Governor of the Khomas Region
- In office 2012–2025
- Preceded by: Sophia Shaningwa
- Succeeded by: Sam Nujoma jr.

Governor of Omaheke Region
- In office 2001–2012
- Preceded by: Paulo Thataone
- Succeeded by: Rapama Kamehozu

SWAPO Deputy Secretary-General
- In office 2012–2017
- Succeeded by: Marco Hausiku

Personal details
- Born: Laura McLeod Windhoek, Namibia
- Party: SWAPO
- Alma mater: United Nations Institute for Namibia
- Occupation: Teacher
- Profession: Politician
- Committees: SWAPO Central Committee

= Laura McLeod-Katjirua =

Namibian politician

Laura Veendapi McLeod-Katjirua is a Namibian politician who was a Governor of the Khomas Region from 2012 to 28 March 2025 and Deputy Secretary General of SWAPO since 2012. Previously she was Governor of Omaheke Region from 2001 to 2012. She was transferred to Khomas Region by President Hifikepunye Pohamba after she was elected as Deputy Secretary General of SWAPO on December 2, 2012.

==Early life and education==
Laura McLeod grew up in Gobabis, the regional capital of Omaheke.
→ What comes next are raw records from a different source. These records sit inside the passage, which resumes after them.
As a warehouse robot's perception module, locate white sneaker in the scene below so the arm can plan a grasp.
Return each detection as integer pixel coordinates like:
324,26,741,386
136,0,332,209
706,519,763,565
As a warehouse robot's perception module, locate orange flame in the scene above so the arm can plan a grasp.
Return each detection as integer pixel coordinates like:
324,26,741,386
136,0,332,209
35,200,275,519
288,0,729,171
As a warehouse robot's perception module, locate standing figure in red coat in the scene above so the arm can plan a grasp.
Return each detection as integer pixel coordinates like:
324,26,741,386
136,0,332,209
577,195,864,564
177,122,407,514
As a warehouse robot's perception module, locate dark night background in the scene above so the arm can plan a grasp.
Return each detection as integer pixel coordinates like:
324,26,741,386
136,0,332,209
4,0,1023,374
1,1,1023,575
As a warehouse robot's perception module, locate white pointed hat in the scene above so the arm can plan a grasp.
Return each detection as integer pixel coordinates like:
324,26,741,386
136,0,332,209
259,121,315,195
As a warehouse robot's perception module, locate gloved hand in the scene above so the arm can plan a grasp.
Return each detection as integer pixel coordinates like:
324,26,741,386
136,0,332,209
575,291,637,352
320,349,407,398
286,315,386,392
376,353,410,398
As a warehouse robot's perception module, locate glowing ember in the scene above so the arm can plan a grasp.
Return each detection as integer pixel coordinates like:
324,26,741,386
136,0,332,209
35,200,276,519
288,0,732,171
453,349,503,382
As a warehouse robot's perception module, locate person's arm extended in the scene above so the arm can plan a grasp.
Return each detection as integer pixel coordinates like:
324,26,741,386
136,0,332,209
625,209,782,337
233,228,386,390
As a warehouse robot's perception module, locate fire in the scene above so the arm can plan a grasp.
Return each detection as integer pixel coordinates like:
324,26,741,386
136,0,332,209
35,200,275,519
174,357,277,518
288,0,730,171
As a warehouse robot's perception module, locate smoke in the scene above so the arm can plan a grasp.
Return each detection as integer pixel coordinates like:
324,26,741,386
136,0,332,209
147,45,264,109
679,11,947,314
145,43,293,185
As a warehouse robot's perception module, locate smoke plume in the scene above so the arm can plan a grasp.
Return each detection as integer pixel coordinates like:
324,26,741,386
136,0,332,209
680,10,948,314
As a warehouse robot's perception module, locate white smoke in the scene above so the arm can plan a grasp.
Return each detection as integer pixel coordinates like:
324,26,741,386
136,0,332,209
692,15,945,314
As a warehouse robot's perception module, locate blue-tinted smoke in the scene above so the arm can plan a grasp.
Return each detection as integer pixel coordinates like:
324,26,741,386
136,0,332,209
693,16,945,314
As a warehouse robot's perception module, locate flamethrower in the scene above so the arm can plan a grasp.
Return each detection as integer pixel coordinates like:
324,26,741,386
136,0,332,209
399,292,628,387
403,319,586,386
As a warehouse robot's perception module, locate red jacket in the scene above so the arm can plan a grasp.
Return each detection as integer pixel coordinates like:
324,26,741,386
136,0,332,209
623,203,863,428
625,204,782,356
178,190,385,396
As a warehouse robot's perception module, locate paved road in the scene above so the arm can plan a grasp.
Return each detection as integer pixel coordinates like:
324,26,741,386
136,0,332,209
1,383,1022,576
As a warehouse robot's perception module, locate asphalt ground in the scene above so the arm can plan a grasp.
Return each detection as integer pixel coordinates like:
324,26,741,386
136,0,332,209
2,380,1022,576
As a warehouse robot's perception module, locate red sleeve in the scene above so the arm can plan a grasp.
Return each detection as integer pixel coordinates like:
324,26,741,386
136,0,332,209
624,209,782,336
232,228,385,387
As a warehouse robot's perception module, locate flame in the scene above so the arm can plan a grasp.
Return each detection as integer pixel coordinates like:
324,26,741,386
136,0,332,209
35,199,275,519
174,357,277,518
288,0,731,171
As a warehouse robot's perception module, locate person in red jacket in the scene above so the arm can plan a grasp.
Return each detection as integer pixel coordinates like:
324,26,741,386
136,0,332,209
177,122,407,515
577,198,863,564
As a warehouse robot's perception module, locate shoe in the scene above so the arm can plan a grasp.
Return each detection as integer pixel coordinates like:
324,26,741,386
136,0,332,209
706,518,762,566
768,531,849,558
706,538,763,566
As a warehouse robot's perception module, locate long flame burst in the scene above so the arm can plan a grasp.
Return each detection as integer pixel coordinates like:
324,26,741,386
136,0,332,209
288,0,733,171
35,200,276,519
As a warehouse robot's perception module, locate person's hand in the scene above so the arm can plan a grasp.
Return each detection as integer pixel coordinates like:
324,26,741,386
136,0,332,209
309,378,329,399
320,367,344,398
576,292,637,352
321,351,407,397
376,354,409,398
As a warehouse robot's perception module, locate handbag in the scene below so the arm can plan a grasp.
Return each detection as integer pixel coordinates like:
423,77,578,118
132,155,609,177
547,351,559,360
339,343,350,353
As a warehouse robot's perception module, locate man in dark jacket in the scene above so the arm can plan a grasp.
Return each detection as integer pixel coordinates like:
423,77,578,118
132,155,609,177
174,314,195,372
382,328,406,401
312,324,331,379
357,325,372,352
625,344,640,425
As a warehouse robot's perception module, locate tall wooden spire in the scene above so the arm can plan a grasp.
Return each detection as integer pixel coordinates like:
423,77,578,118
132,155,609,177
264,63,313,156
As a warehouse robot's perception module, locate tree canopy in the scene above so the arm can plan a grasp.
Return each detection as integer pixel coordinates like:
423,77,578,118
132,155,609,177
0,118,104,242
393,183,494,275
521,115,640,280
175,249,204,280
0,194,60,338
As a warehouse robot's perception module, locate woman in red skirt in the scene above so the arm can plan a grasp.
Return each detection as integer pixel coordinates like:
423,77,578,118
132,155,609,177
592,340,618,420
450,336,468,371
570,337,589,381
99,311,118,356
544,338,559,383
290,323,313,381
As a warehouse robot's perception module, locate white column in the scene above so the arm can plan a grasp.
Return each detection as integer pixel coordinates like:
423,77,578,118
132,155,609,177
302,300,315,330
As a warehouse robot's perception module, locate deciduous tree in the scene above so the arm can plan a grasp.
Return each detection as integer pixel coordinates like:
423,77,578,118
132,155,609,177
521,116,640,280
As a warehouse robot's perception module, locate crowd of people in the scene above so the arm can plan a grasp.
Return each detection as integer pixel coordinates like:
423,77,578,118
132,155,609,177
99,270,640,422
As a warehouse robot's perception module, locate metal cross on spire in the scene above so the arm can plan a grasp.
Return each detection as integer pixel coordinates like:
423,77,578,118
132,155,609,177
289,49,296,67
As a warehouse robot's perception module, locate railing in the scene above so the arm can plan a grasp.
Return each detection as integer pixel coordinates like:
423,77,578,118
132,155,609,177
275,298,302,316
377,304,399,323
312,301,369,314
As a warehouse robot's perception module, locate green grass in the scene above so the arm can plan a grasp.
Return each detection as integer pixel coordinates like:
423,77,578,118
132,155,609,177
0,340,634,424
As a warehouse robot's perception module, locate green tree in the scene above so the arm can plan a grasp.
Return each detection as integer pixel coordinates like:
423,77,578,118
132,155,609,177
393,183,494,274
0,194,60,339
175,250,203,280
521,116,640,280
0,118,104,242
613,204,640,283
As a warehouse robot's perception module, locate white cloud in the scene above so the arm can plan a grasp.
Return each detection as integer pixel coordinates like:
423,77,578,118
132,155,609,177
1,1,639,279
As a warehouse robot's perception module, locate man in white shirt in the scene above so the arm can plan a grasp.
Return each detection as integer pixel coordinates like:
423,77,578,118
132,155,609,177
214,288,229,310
She went into Zambian exile in 1975 while she still was a teenager and completed her secondary education there at Nyango Education Centre in 1978. She graduated with a diploma in Public Administration from the United Nations Institute for Namibia, and with a Teacher's Diploma from the National Institute for Public Administration in 1982, both located in Lusaka. McLeod then stayed in Botswana, Angola, and East Germany and returned to Namibia in 1989. Upon Namibian independence in 1990, she worked as an agricultural technician.

==Political career==
McLeod was elected Regional Councillor for Omaheke Region in 2001, and Governor in 2002. She was the first female Governor of Omaheke. In the same year she was elected to the SWAPO Central Committee. In December 2012 she was elected as SWAPO Deputy Secretary-General, a position considered number four in the SWAPO hierarchy.

==Private life==
McLeod-Katjirua has one son and one daughter.